I have a plan that will harness our strengths and put Connecticut back on a path toward fiscal  responsibility, which is the fundamental building block for everything else we do. I will strengthen the  alliance between our state government, corporations and universities. There should be ongoing,  substantive dialogue between leaders in all three sectors to ensure that that state is planning  strategically for the industries of tomorrow, and that we are giving our students the skills they need to compete in them.

I also think that the private sector has a role to play in accelerating our $100 billion, 30-year  infrastructure investment program. My plan is to engage the private sector more extensively in a major  buildout of our roads, bridges, freight and passenger rail systems, broadband capability and more. There  2  are innovative financing techniques we can use, along with the creation of a State Infrastructure Bank,  to speed up the delivery of our “Let’s Go CT” transportation plan and make our state a more attractive  destination for businesses.

We also can’t afford to keep losing our college graduates to other states. That is why I am proposing that  the private and public sector join forces to fund a “Student Loan Forgiveness Program” for those young  people who make a commitment to work in Connecticut for at least five years. Studies show that after  five years, there is a greater sense of connection to a town or a state, so this plan could help us stem the  out-migration of young adults.

Connecticut was unusually hard hit by the 2008 recession and the sequester, given our reliance for tax  revenues on the financial services and defence sectors. While those industries remain important to us,  we clearly need to do a better job of diversifying and expanding our tax base. That is why we need to  attract businesses in other industries seeking a highly-skilled workforce, including media and telecoms,  bio-sciences, advanced manufacturing, and technology. I want to see us expand the work being done in  “Silicon Harbor” in Stamford around the state, since the main reason GE decamped to Boston was the  technology eco-system which had been created around that city’s university system. We have the ability  to create a financial technology hub in Connecticut, especially for start-ups that don’t need to be paying  Manhattan rents.

We also have a great opportunity to help modernize and develop a number of our cities to attract  younger workers with more moderately-priced housing. Transit-oriented development hubs are  particularly appealing to millennials, since many prefer a low-maintenance lifestyle that does not rely on  owning a car.

Lastly, we need to have the courage to address our public sector pension funding problem. While we  would not want to unfairly penalize those nearing retirement, we need to seriously think about moving  new state workers to 401ks, like the approach that the Town of Greenwich took with its municipal  employees. We also need to consider more meaningful structural reforms. For example, a move away  from a traditional defined benefit plan to a “target benefit” plan would allow the state and its  employees to share risks that are currently being borne entirely by the state (and ultimately by  taxpayers). Finally, reforms should include a more realistic sharing of healthcare costs by state  employees.

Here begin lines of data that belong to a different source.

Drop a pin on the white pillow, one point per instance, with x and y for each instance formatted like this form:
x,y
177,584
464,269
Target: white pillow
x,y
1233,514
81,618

Connecticut has a long and proud history that includes innovation, hard work, political reform and a  commitment to education. In the 21 st century, these same values still drive us and inspire us. I believe  that we are well-positioned to capitalize on the challenges and opportunities ahead of us. But, we can’t  do that unless we send the right people to Hartford; those who have a positive vision and the right plans  and experience. If the voters of Greenwich honor me with their trust, I vow to bring all my experience  and creativity to bear on our state’s most intractable problems. We may be a small state, but we have  unlimited potential. I want to do my part to make Connecticut a success story again, and I respectfully  ask for your vote on November 8.

Dita Bhargava

Note: The deadline for letters to the editor in support of candidates running in the Nov 8 election was Oct. 28.